Scientists have made a significant breakthrough in the quest to understand the intricate processes that occur in the brain during seizures that are the key symptom of epilepsy.
A team of scientists from the University of Exeter has studied the mechanisms behind distinctive patterns of electrical activity of neuron groups in the brain that accompany the onset of seizures.
In healthy brains, networks of neurons move through states of similar behavior — known as synchronization — and dissimilar behavior, called desynchronization. These processes are also associated with both memory and attention.
However, in a brain with a neurological disorder, such as epilepsy, this synchronization can grow to an almost dangerous extent, when a collection of brain cells begins to emit excess electricity.
In a series of new studies, published recently in PLoS Computational Biology and the SIAM Journal on Applied Dynamical Systems, the research team used sophisticated mathematical modelling approach to explore the interplay between groups of neurons, that leads to transitions in synchronization changes.

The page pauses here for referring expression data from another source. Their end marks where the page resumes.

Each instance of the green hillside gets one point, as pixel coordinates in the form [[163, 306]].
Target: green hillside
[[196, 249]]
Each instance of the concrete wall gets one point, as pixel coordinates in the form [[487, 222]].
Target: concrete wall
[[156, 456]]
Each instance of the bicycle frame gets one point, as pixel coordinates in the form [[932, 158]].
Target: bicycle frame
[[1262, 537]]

Jennifer Creaser, co-author of the study and from the University of Exeter said: “Synchronization is thought to be important for information processing. But too much synchronization — such as what occurs in epileptic seizures or Parkinson’s disease — is associated with disease states and can impair brain function.”

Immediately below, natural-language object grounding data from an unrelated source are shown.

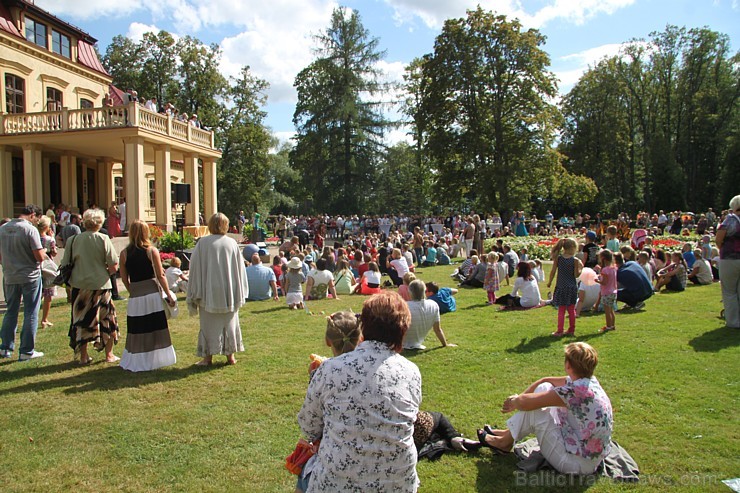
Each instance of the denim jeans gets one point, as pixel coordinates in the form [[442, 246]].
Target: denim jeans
[[31, 294]]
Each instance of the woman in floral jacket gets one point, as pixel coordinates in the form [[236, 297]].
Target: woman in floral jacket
[[571, 416], [363, 404]]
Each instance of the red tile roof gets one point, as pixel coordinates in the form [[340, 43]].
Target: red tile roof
[[87, 56], [6, 22]]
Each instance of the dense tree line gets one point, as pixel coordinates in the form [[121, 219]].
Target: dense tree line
[[654, 127], [657, 126]]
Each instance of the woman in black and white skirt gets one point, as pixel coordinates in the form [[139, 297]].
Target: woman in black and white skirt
[[148, 344]]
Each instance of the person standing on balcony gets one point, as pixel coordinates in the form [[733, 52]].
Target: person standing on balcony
[[151, 105]]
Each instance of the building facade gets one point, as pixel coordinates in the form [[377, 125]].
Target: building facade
[[63, 139]]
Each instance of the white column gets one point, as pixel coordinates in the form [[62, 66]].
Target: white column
[[210, 193], [46, 185], [104, 199], [137, 196], [6, 183], [32, 175], [191, 177], [163, 188]]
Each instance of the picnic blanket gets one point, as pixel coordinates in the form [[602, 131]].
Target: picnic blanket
[[617, 465], [519, 308]]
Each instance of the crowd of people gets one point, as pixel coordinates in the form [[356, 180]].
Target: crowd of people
[[364, 443]]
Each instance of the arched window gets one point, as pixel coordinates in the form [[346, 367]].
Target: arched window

The study, which took place at the Engineering and Physical Science Research Council’s Centre for Predictive Modelling in Healthcare at the University of Exeter and University of Birmingham, used an extended version of an existing mathematical model that represents the brain as a network connecting multiple nodes of neuron groups.

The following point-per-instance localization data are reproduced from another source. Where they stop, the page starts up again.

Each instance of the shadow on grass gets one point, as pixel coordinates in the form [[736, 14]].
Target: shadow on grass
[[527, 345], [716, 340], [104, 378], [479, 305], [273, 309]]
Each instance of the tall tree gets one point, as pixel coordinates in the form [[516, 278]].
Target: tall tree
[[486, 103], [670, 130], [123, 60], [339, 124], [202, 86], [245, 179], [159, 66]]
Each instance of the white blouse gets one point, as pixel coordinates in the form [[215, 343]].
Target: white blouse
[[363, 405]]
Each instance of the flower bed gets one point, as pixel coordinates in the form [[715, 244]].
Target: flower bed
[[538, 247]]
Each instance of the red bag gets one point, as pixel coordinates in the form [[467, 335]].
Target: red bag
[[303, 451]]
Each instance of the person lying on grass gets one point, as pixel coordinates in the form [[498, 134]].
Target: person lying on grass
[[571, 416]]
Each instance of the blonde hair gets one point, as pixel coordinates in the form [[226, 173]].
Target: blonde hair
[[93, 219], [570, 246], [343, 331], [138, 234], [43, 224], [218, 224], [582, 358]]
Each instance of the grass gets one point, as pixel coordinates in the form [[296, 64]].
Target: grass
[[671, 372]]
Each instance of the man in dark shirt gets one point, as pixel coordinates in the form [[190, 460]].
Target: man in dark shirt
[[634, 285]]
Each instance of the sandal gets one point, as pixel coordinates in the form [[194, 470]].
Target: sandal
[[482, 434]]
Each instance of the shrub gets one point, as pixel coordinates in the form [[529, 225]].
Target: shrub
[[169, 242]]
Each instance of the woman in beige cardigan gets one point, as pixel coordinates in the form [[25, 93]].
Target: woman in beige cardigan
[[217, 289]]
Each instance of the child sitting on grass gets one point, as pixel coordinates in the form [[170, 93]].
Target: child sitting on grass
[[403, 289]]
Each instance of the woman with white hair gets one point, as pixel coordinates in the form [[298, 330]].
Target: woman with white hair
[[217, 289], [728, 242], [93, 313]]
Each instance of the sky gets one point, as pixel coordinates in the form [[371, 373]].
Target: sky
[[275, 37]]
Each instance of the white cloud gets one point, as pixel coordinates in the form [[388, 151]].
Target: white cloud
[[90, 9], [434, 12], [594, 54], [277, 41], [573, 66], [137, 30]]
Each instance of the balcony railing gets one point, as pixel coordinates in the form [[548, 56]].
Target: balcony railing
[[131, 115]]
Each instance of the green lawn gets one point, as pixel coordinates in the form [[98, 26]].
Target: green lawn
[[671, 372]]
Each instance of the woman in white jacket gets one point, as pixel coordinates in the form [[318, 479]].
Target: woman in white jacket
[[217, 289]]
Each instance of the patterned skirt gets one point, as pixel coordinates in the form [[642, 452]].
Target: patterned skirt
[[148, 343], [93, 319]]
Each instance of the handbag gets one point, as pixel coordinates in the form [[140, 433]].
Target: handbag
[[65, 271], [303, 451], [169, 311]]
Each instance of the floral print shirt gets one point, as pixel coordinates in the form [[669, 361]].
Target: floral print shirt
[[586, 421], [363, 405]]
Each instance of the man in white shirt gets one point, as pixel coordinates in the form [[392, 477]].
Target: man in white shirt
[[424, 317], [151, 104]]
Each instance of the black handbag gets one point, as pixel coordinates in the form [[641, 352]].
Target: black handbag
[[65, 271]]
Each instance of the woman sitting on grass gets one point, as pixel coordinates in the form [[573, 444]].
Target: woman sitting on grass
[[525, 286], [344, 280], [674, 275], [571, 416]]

The model network consists of bi-stable nodes, meaning that each node can switch between two stable states — resting and seizure. These nodes remain in their current state until they receive a stimulus that gives them the appropriate ‘kick’ to escape to the other state.
This stimulus comes from both other connected nodes and in the form of “noise” — outside sources of neural activity, such as endocrine responses that are associated with an emotional state or physiological changes due to disease.
Adding a small amount of noise to the system caused each node to transition to the active state — but the system’s geometry was such that returning to the resting state took much longer than leaving.
Previously, the research team found that this leads to a cascade of escapes to the active state — much like a falling line of dominos — that spreads activity across the network.
The new research builds on this ‘domino effect’ to identify the circumstances that bring about these changes in synchrony and investigate how the type of coupling in a network affects its behaviour.
It found that, when the model incorporated more general amplitude and phase coupling, the nodes’ synchrony could change between consecutive escapes during the domino effect.
Professor Peter Ashwin, co-author of the study said: “Although this is a theoretical study of an idealized model, it is inspired by challenges posed by understanding transitions between healthy and pathological activity in the brain.”
Professor Krasimira Tsaneva-Atanasova, also co-author of the study added: “The mathematical modeling of seizure initiation and propagation can not only help to uncover seizures’ complex underlying mechanisms, but also provide a means for enabling in silico experiments to predict the outcome of manipulating neural systems.”